L'âge est-il toujours un critère pertinent pour déterminer qui doit se faire vacciner en priorité contre le Covid-19 ? Sérums AstraZeneca mis à la poubelle par un médecin, nombre très important de rendez-vous - plus de 270 000 pour les 50 prochains jours d'après le site ViteMaDose - encore disponibles... Les signes de défiance s'accumulent, au point, chez certains, de penser que ce système a fait son temps.

"C'est quand même un scandale que des doses ne soient pas utilisées alors qu'il y a beaucoup de gens qui souhaitent se faire vacciner", a notamment déploré la maire de Paris Anne Hidalgo, ce mercredi, sur franceinfo.
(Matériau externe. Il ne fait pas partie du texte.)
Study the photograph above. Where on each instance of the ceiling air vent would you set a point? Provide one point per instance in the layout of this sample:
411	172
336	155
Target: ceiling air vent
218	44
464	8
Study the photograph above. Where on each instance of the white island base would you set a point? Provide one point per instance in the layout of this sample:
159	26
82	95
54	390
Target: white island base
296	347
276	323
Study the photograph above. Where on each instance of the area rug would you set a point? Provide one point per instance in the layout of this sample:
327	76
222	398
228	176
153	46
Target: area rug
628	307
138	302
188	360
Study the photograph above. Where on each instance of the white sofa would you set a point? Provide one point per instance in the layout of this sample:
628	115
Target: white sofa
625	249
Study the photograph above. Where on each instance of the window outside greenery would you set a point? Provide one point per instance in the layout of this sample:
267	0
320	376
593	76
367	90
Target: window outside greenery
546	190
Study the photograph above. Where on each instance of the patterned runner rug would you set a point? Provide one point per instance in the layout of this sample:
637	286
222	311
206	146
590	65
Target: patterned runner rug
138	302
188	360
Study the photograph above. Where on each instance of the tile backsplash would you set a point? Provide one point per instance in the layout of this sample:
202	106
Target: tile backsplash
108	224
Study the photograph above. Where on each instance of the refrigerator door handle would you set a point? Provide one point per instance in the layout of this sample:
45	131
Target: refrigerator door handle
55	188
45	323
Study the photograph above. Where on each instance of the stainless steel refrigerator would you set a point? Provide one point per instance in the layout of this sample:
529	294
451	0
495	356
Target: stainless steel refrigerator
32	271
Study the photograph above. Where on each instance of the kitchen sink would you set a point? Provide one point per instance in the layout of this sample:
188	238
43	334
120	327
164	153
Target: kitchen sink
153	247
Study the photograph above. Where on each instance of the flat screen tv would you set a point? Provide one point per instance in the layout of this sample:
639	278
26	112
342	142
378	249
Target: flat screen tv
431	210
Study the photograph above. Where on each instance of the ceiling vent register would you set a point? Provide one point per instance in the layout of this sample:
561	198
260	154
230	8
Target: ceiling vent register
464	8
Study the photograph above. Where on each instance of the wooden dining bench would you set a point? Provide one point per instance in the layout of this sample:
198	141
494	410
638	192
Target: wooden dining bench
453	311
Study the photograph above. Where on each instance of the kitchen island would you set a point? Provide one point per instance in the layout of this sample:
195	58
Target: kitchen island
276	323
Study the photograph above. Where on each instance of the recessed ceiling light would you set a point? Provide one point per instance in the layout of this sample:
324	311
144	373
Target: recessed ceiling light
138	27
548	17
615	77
L'élue souhaite ainsi "débrider la question de l'âge", en ouvrant massivement les injections à des publics "en deuxième ligne", comme les enseignants, les policiers, les employés de supermarchés, peu importe leur âge. "Ça devient absurde de refuser des vaccinations alors qu'il y a des vaccins disponibles", fustigeait, la veille, Jean-Paul Stahl, professeur de maladies infectieuses et tropicales au CHU de Grenoble, sur les mêmes ondes, faisant valoir un contexte différent du début de l'épidémie, où les doses étaient plus rares.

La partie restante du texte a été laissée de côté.